Le ministère de la Défense nationale contrôle de près les entrées et sorties des frontières malagasy par voie maritime. Durant ces deux derniers mois, 84 navires ont été contrôlés, 04 boutres ont été refoulés vers Mayotte, et 04 navires nationaux déroutés.

 

Depuis le début de la pandémie de coronavirus, la situation d'urgence sanitaire a été décrétée sur tout le territoire national. Une situation exceptionnelle qui restreint considérablement les libertés publiques et individuelles, notamment la liberté de circulation. A ce titre, les entrées dans le territoire national, par voie aérienne que maritime, font l'objet d'un contrôle strict. Le but étant de ne plus faire entrer dans le pays des personnes infectées.

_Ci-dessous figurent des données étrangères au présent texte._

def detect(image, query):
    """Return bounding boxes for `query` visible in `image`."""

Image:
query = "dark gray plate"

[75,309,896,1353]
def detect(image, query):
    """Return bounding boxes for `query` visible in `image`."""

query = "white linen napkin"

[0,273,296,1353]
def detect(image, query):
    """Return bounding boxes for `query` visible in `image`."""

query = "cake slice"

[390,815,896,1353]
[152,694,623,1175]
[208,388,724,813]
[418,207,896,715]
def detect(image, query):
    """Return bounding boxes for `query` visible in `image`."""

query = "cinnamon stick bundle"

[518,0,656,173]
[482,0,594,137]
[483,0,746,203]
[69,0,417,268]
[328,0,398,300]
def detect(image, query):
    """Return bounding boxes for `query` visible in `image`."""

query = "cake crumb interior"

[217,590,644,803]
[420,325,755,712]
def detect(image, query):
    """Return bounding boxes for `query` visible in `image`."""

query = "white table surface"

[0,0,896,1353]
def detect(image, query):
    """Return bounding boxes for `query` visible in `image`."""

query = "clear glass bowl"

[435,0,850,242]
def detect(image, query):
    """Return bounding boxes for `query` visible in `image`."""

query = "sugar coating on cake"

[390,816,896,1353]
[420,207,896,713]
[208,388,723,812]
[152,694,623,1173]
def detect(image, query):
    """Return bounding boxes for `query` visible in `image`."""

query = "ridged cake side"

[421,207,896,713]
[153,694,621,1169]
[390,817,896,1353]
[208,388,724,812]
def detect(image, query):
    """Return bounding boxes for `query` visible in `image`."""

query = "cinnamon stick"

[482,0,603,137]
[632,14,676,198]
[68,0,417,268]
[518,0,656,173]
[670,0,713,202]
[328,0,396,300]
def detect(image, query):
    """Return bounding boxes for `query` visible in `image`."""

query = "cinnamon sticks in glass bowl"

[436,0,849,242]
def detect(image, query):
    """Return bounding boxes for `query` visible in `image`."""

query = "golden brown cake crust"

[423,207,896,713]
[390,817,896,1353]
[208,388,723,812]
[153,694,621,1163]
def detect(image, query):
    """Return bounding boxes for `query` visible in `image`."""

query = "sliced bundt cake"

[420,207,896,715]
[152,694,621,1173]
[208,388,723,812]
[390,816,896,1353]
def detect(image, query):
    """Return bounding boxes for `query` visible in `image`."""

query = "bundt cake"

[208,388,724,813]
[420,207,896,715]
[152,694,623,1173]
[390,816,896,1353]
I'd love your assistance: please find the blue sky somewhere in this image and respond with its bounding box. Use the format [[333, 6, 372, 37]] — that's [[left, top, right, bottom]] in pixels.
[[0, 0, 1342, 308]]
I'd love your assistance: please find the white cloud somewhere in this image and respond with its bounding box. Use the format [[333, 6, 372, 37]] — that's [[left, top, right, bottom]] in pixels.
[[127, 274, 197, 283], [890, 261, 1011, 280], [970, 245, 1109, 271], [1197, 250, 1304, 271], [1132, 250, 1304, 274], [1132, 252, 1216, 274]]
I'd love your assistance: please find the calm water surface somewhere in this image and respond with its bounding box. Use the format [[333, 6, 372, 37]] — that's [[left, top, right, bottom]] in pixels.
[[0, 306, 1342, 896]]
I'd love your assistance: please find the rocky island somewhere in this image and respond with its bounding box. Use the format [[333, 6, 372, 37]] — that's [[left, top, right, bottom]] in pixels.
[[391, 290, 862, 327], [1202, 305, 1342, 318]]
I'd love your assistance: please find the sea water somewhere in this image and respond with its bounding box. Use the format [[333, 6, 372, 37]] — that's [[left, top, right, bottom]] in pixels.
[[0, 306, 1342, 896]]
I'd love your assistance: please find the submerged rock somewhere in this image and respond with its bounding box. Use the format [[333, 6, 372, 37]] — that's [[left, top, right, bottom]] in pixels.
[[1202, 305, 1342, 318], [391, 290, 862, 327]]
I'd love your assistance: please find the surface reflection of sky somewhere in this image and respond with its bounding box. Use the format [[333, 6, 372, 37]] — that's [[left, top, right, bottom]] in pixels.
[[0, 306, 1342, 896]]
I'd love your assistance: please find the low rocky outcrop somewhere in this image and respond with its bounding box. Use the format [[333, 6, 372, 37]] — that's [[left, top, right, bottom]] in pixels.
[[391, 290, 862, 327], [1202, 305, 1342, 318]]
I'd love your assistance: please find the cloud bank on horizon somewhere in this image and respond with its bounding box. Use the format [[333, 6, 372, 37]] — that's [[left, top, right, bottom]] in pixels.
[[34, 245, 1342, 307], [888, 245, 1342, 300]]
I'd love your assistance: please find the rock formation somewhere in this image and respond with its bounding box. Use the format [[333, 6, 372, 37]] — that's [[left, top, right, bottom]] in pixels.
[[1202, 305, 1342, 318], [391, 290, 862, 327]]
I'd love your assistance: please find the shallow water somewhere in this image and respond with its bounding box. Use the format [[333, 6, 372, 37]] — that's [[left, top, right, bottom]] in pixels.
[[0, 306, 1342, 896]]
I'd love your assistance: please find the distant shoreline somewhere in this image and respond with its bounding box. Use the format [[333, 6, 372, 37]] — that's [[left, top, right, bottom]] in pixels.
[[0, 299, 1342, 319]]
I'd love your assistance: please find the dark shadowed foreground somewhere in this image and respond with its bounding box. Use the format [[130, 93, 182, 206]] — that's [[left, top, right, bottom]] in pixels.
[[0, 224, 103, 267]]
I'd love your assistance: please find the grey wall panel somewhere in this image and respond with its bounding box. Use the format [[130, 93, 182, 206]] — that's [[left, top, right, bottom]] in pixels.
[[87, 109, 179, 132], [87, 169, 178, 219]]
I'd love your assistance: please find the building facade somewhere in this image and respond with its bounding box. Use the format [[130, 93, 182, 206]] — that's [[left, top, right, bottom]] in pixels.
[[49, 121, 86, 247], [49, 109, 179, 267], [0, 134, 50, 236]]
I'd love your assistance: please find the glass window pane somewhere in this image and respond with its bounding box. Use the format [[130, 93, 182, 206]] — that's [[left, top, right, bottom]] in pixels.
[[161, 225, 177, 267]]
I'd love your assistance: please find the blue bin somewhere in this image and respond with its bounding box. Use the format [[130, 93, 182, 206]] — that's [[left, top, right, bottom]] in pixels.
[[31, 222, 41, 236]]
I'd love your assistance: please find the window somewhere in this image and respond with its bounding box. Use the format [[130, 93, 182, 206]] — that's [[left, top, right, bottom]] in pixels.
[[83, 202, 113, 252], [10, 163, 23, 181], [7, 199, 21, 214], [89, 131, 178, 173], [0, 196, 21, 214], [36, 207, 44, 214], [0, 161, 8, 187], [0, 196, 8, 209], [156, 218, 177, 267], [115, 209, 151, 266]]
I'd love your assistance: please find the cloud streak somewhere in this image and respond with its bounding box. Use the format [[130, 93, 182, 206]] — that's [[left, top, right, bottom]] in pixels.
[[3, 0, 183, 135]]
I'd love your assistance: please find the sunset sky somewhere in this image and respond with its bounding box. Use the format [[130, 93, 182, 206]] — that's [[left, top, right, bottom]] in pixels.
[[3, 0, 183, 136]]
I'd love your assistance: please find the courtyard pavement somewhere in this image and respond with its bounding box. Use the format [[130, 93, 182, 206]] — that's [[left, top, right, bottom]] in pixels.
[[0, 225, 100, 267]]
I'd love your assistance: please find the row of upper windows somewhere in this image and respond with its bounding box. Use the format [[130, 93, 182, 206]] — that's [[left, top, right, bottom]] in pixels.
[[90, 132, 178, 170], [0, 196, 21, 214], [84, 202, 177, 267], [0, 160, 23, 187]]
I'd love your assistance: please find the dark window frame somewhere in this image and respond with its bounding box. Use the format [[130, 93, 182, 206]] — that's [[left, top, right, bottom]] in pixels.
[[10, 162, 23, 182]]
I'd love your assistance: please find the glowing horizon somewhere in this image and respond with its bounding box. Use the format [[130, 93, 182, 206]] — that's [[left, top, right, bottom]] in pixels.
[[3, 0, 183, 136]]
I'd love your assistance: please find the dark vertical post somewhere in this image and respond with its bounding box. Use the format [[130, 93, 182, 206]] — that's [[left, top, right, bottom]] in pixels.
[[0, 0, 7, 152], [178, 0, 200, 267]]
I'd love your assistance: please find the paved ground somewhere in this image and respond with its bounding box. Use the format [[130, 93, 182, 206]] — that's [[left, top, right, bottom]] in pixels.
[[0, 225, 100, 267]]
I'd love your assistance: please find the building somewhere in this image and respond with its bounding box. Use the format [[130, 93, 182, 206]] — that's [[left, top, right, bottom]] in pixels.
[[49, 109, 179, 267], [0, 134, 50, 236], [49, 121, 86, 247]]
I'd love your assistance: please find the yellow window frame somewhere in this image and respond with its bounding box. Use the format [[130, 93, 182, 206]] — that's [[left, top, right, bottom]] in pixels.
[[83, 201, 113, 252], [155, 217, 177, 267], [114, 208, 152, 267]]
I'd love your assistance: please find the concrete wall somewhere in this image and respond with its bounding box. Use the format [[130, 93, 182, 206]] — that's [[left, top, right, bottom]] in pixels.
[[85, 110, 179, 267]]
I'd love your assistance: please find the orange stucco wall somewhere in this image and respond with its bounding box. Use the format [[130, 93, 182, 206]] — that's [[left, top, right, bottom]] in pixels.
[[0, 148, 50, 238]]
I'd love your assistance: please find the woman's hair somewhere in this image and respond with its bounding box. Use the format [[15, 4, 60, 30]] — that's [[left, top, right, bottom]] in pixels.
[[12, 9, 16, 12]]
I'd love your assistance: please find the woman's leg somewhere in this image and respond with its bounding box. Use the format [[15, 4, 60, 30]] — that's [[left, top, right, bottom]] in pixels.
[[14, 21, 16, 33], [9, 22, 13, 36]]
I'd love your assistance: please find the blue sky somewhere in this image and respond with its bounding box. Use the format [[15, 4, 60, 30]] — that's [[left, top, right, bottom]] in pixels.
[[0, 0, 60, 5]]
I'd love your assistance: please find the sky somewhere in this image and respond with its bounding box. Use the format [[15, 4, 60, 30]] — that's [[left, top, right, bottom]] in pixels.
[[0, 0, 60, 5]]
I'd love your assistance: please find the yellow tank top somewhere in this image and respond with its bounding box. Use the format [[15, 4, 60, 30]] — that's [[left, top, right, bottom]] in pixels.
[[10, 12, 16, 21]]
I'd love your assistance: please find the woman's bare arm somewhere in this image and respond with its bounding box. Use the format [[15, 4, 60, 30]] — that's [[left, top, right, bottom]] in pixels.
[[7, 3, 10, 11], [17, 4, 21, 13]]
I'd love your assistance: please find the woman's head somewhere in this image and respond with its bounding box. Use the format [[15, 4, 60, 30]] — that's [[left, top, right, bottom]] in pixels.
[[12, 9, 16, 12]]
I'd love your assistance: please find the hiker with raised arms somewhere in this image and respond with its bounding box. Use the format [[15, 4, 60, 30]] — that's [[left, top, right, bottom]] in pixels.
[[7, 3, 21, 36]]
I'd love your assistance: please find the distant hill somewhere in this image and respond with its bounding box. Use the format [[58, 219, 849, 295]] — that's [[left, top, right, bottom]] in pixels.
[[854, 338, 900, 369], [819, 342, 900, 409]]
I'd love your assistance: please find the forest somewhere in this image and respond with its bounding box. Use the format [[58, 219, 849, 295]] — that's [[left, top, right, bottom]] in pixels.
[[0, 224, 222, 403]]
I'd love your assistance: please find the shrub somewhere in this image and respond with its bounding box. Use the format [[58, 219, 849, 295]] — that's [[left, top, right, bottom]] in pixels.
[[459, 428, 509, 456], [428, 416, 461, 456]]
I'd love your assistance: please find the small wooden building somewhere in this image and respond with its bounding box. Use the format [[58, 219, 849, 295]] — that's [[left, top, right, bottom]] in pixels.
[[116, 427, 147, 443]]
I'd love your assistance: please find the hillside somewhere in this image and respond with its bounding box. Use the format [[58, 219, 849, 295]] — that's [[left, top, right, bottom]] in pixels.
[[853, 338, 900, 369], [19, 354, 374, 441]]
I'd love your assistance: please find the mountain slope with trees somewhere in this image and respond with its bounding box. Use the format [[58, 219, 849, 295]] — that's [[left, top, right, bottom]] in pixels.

L'Armée prend part activement au contrôle des frontières du pays, notamment le contrôle par voie maritime qui revient à la Marine nationale. Cette dernière a publié les résultats des contrôles effectués durant ces deux derniers mois. L'on apprend que la Marine nationale a contrôlé 84 navires. 03 boutres  ont été refoulés vers Mayotte. La raison est que les frontières malagasy sont fermées, quelles que soient les raisons.

Face à la pandémie de coronavirus, les autorités ont pris la décision légitime de fermer les frontières pour mettre un cran d'arrêt sur les cas importés. Les seules personnes autorisées à entrer dans le pays sont les nationaux coincés à l'étranger. Il y a quelques semaines en effet, des travailleurs étrangers ont été rapatriés. Mais ils ont suivi des contrôles sanitaires stricts à l'arrivée et ont fait un confinement dans différents hôtels de la Capitale.

Outre les 03 boutres refoulés, la Marine nationale a également dérouté 04 navires nationaux pour irrégularités. Le transport de personnes par voie maritime est toujours interdit. Chaque citoyen doit rester dans la localité où il se trouve, non seulement pour se protéger mais également pour protéger ses concitoyens. Tous les navires irréguliers ont donc été déroutés vers son port de départ. Néanmoins, les navires de transport de marchandises peuvent toujours circuler.

Face aux mouvements suspects en mer, le ministère de la Défense nationale explique que « la détection des mouvements des navires suspects dans les eaux sous juridiction de Madagascar est réalisée par la Marine nationale qui se déploie activement afin d'assurer la sécurité ». Il a ajouté que « des moyens dissuasifs à travers nos bâtiments militaires ont été appliqués afin de stopper le flux humain non autorisé en mer dans le but de stopper l'entrée clandestine dans nos territoires et d'éviter d'éventuels risques d'importation de Covid -19 ».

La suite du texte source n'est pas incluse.